Orem shrugged. Not good to label himself a coward. "Whichever way you want it."
"One then. And heave it right in the middle." The older boy didn't bother watching him—he had to keep flipping keeners back into the water in the middle of the pit.
Orem held the mouth of the bag with one hand and used the other to squeeze the bag between the rats. The one in the dead end of the bag he sealed off by holding the bag between his knees at that point. Then he carefully worked the bag smaller until the rat at the open end was tightly trapped and squealing so it could not move. Carefully Orem manipulated the rat until its back was to the mouth of the bag. I may get piss on my fingers but it's better than teeth.
Carefully he opened the mouth against the resistance of the fingers of his other hand and probed the body of the rat until he found a back leg. Then he released the mouth of the bag and pulled on the rat all at once, and with a single motion flicked it out into the snakes.

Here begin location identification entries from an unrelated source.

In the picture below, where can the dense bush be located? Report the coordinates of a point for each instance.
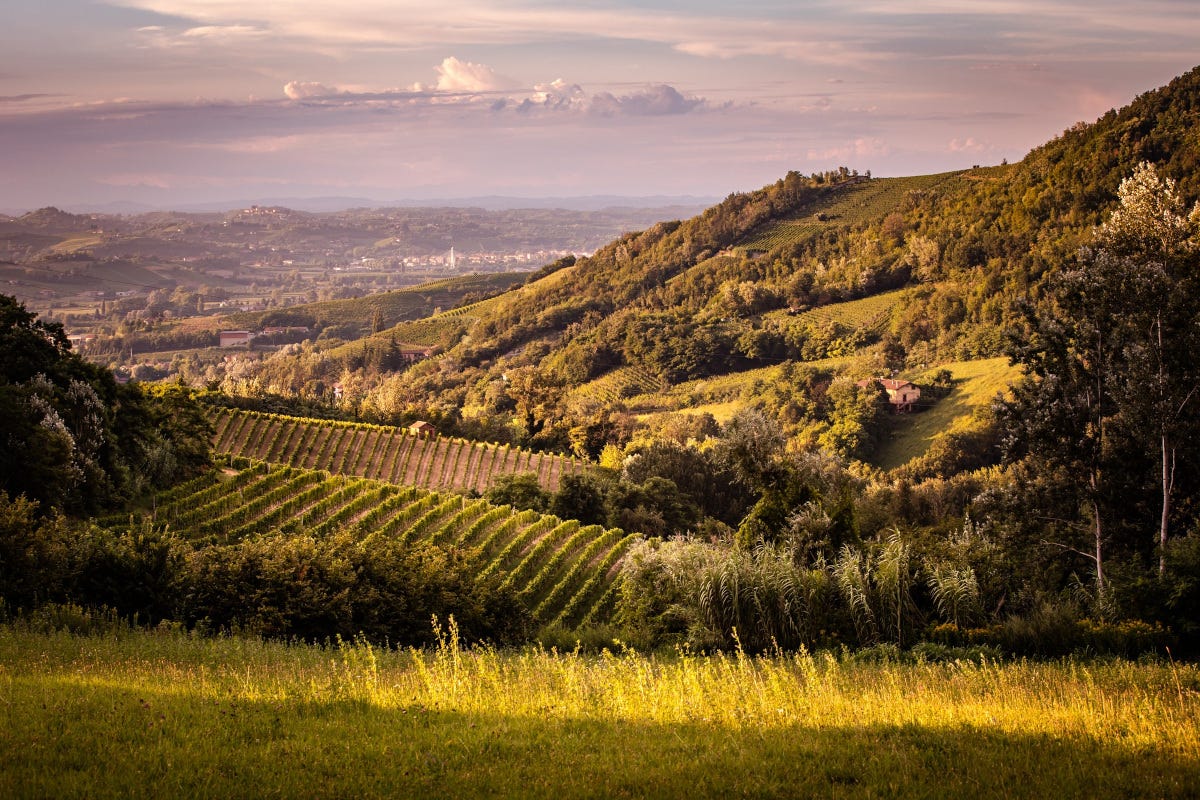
(285, 587)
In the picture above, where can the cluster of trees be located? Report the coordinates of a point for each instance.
(76, 439)
(1109, 410)
(281, 587)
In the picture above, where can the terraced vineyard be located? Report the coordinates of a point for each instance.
(868, 313)
(379, 452)
(858, 202)
(622, 382)
(562, 571)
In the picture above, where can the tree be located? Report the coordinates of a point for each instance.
(1110, 361)
(1150, 240)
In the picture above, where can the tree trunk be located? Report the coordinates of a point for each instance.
(1098, 533)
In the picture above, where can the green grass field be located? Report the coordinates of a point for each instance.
(165, 714)
(977, 383)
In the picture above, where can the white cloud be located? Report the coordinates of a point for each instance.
(858, 148)
(307, 90)
(655, 101)
(969, 145)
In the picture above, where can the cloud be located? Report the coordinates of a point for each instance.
(969, 145)
(223, 32)
(307, 90)
(466, 76)
(655, 101)
(21, 98)
(859, 148)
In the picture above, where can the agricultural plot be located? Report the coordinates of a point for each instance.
(621, 383)
(867, 313)
(559, 570)
(849, 206)
(977, 383)
(167, 714)
(381, 452)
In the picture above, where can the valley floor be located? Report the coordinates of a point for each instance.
(166, 714)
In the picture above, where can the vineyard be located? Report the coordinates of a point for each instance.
(393, 307)
(445, 325)
(379, 452)
(868, 313)
(563, 572)
(853, 204)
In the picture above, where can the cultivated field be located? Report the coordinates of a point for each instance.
(976, 385)
(381, 452)
(166, 714)
(855, 204)
(564, 572)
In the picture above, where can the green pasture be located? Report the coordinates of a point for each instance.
(976, 385)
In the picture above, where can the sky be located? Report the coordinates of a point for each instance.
(175, 102)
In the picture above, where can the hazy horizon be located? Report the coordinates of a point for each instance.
(172, 103)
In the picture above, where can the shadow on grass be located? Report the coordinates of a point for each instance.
(101, 740)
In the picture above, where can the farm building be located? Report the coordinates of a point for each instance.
(423, 429)
(233, 338)
(901, 394)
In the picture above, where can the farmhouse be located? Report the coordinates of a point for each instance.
(423, 429)
(413, 354)
(901, 394)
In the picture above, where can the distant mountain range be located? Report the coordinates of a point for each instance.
(685, 203)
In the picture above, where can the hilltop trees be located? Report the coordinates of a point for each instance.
(72, 437)
(1113, 371)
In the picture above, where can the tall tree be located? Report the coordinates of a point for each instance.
(1151, 241)
(1111, 362)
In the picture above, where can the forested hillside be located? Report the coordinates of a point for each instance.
(840, 409)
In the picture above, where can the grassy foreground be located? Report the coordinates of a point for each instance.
(171, 715)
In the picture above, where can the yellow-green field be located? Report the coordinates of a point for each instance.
(169, 715)
(976, 384)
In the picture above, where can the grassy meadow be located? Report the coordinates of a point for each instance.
(166, 714)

If he had hoped for a murmur of admiration he was disappointed. The rat landed near the middle of the pit, but immediately the boys were watching the performance of their snakes. The keeners went dead silent and the rat hung between the mouths of a dozen snakes, all of which had a hold. The rat hardly had time to squeal, it had so much poison in it: blood spurted from its mouth, vomiting forth from the deepest part of its bowel, and then it was just fur and mange and meat. The snakes struggled and pulled, and the rat fell apart. Some snakes came away with nothing, some with patches of fur, and finally there were two snakes left attached to the rat, both swallowing furiously until they met fang to fang, jaws distended by the rat they held.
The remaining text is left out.